Pendapat yang menyatakan bahwa hak absolut laki-laki membatasi perwakilan ikrar talak hanya kepada sesama laki-laki terbukti kurang tepat secara kaidah fiqih muamalah. Kuasa hukum perempuan yang mengucapkan ikrar talak bertindak penuh sebagai lisan al-hal dan personifikasi legal dari suami (pemohon) berdasarkan Surat Kuasa Khusus yang sah. Tindakan tersebut sama sekali tidak menggeser hakikat talak sebagai hak suami, tidak melanggar ketentuan wakalah dalam syariat Islam, dan sepenuhnya sesuai dengan prinsip-prinsip pemberian kuasa dalam Kitab Undang-Undang Hukum Perdata.
Melalui tulisan ini, penulis mendorong Mahkamah Agung Republik Indonesia untuk segera bertindak progresif dengan menerbitkan regulasi tegas, baik berupa Surat Edaran Mahkamah Agung (SEMA) maupun Peraturan Mahkamah Agung (PERMA). Langkah konstitusional ini amat penting guna mengisi kekosongan hukum, menghapuskan inkonsistensi di tingkat judex facti, mewujudkan jaminan kepastian hukum yang adil, serta menegaskan komitmen Peradilan Agama Indonesia sebagai lembaga peradilan yang inklusif, modern, dan berkeadilan.
Daftar Pustaka / Referensi
A. Peraturan Perundang-undangan
- Undang-Undang Dasar Negara Republik Indonesia Tahun 1945.
- Kitab Undang-Undang Hukum Perdata (Burgerlijk Wetboek).
- Herziene Inlandsch Reglement (HIR) / Rechtreglement voor de Buitengewesten (RBg).
- Undang-Undang Nomor 7 Tahun 1989 tentang Peradilan Agama, sebagaimana telah diubah dengan Undang-Undang Nomor 3 Tahun 2006 dan Undang-Undang Nomor 50 Tahun 2009.
- Undang-Undang Nomor 18 Tahun 2003 tentang Advokat.
- Instruksi Presiden Nomor 1 Tahun 1991 tentang Kompilasi Hukum Islam (KHI).
B. Buku dan Literatur Doktriner
- Al-Zuhaili, Wahbah. (1989). Al-Fiqh Al-Islami wa Adillatuh. Damaskus: Dar al-Fikr.

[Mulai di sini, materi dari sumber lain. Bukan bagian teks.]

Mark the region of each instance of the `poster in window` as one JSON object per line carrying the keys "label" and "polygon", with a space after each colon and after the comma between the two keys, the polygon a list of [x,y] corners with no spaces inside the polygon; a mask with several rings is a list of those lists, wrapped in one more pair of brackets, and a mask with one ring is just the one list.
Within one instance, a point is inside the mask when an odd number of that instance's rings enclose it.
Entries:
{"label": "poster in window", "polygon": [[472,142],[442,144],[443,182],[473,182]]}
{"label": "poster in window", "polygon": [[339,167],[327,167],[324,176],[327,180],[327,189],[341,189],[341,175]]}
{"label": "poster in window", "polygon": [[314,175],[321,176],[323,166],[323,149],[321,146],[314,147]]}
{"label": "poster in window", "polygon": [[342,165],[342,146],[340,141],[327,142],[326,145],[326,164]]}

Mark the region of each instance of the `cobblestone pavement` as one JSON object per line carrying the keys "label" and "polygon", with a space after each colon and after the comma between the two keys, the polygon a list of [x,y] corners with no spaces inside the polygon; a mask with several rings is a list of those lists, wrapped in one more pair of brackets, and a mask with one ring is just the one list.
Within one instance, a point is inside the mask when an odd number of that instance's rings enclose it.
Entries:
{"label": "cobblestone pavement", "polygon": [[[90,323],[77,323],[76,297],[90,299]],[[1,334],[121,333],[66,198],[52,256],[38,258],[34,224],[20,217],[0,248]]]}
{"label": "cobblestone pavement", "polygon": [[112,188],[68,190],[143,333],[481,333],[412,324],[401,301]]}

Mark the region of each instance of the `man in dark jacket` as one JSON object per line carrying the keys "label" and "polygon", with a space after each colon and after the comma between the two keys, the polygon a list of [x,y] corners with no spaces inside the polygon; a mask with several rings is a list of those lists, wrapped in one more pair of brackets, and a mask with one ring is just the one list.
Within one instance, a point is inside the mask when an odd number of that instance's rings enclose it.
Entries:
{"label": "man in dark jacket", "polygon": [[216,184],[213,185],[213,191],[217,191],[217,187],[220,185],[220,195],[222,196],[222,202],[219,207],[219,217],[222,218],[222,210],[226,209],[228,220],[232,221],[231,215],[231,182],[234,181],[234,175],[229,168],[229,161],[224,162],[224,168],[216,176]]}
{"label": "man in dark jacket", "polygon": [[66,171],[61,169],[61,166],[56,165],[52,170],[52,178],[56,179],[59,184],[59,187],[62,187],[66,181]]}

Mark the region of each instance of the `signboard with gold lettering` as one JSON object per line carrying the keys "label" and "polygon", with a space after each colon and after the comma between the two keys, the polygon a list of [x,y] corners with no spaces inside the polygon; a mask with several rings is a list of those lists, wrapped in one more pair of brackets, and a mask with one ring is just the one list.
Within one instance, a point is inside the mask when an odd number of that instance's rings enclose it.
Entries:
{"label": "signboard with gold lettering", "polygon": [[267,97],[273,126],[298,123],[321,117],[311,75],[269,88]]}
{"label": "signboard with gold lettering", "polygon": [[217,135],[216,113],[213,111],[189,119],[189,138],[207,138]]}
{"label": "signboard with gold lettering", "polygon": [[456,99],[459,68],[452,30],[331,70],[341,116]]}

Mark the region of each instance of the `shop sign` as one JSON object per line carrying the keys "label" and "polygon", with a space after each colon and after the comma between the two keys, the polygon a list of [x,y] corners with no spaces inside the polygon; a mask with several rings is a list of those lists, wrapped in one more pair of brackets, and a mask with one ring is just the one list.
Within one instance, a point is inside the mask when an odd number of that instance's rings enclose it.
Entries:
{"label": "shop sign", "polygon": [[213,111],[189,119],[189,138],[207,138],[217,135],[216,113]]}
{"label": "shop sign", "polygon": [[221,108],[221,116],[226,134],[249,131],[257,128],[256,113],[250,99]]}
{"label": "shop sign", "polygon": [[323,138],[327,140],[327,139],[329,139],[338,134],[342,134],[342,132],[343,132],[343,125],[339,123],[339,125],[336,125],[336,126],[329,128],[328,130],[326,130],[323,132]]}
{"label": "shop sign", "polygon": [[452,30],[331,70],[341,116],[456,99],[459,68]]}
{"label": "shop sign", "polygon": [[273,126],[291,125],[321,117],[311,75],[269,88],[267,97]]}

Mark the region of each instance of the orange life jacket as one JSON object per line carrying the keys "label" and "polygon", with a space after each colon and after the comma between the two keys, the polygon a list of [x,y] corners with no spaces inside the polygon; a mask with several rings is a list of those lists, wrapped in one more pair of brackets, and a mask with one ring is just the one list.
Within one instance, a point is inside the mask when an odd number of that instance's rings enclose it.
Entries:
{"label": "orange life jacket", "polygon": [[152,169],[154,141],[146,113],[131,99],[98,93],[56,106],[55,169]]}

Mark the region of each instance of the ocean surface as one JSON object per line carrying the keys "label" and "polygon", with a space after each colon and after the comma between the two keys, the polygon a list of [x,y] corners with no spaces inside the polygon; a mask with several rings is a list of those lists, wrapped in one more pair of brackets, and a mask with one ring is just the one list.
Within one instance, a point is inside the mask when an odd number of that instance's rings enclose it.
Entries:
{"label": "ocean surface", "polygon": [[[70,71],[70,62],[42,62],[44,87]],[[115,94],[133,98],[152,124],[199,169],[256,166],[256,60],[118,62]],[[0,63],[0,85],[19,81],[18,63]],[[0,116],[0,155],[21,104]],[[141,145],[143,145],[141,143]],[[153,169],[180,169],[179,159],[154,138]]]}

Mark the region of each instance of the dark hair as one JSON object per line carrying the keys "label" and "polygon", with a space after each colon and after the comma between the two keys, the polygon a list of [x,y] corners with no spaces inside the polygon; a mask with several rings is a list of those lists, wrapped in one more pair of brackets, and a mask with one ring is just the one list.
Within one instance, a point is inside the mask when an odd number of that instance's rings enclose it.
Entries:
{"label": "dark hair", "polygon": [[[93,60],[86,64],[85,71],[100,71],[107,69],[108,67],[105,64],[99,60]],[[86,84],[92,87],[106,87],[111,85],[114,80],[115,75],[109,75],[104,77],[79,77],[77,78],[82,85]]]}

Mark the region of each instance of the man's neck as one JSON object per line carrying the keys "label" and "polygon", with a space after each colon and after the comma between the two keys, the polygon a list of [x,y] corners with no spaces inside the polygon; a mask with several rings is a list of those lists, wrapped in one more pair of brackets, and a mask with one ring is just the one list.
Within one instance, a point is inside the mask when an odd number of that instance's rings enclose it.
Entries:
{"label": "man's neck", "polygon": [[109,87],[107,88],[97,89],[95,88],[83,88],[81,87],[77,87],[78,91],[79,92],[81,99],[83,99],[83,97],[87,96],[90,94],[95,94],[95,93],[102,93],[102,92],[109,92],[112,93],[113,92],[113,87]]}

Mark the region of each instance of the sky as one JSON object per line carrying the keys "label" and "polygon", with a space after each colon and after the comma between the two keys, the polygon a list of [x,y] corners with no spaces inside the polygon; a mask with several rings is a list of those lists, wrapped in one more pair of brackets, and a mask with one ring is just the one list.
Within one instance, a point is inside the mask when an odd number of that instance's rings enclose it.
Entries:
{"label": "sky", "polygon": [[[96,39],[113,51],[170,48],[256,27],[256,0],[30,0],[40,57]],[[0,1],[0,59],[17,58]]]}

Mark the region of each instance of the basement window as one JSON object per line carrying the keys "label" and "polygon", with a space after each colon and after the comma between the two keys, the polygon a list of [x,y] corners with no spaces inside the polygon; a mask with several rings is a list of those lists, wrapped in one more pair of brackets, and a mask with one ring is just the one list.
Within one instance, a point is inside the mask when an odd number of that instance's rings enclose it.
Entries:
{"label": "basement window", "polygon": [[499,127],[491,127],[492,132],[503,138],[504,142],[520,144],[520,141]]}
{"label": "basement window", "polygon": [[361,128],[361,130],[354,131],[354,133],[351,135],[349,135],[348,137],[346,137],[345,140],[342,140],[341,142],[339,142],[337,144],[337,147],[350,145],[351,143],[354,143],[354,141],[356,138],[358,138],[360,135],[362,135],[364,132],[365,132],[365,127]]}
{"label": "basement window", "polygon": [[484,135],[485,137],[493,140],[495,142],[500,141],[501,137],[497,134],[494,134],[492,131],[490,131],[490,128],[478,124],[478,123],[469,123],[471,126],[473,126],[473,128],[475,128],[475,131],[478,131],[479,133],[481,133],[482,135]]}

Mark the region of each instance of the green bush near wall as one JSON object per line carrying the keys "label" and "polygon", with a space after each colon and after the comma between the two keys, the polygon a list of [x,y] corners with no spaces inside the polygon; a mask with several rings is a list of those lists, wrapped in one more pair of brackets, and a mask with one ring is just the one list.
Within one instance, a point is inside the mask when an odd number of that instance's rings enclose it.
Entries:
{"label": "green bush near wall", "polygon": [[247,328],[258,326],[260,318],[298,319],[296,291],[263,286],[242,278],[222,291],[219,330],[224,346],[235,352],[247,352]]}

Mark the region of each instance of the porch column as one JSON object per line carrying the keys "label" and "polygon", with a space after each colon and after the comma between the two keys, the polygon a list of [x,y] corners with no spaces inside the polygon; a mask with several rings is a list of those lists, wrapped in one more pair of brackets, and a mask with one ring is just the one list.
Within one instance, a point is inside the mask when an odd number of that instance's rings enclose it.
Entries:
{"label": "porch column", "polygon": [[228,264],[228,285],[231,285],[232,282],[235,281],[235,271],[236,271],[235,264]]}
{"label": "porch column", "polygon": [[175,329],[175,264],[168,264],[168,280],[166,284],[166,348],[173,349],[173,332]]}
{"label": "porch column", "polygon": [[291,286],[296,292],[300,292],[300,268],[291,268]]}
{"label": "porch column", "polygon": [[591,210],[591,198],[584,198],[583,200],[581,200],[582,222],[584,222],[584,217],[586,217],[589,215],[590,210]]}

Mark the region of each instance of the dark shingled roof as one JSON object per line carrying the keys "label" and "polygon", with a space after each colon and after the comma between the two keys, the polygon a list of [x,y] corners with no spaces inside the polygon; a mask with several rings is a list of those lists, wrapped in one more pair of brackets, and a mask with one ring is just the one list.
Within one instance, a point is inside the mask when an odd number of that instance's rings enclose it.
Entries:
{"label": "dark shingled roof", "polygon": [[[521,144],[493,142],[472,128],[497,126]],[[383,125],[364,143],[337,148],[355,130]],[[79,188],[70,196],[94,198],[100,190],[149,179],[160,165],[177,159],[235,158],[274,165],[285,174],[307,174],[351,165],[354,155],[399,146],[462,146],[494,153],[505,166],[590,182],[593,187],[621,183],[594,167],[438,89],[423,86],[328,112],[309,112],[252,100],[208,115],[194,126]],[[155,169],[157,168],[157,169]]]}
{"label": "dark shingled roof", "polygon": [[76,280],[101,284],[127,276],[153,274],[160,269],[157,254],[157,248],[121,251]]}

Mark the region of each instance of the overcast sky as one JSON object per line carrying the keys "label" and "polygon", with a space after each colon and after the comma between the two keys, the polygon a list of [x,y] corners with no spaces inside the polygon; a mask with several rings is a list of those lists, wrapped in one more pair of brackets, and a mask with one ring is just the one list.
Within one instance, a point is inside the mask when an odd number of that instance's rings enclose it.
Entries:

- Harahap, M. Yahya. (2005). Hukum Acara Perdata tentang Gugatan, Persidangan, Penyitaan, Pembuktian, dan Putusan Pengadilan. Jakarta: Sinar Grafika.
- Sabiq, Sayyid. (2004). Fiqh us-Sunnah. Kairo: Dar al-Fath lil I’lam al-‘Arabi.
C. Publikasi Resmi & Artikel Ilmiah
- Mujtaba, Mohammad. (2013). “Perempuan Berikrar Talak (Mencari Legalitas Kuasa Hukum Perempuan Mengucapkan Ikrar Talak)”. Artikel Publikasi Resmi Direktorat Jenderal Badan Peradilan Agama (Ditjen Badilag) Mahkamah Agung Republik Indonesia.
- Rizqi, Auliana. (2009). “Ikrar Talak Oleh Kuasa Hukum Perempuan di Depan Sidang Pengadilan Agama (Tinjauan Normatif Islam)”. Riset Studi Hukum Keluarga Islam / Ahwal Al-Syakhshiyah, UIN Antasari Banjarmasin.
- Syarif, F. (2024). “Pandangan Hakim Pengadilan Agama tentang Praktik Ikrar Talak oleh Advokat Perempuan Perspektif Hukum Islam dan Hukum Positif”. Jurnal & Publikasi Hukum Peradilan Agama.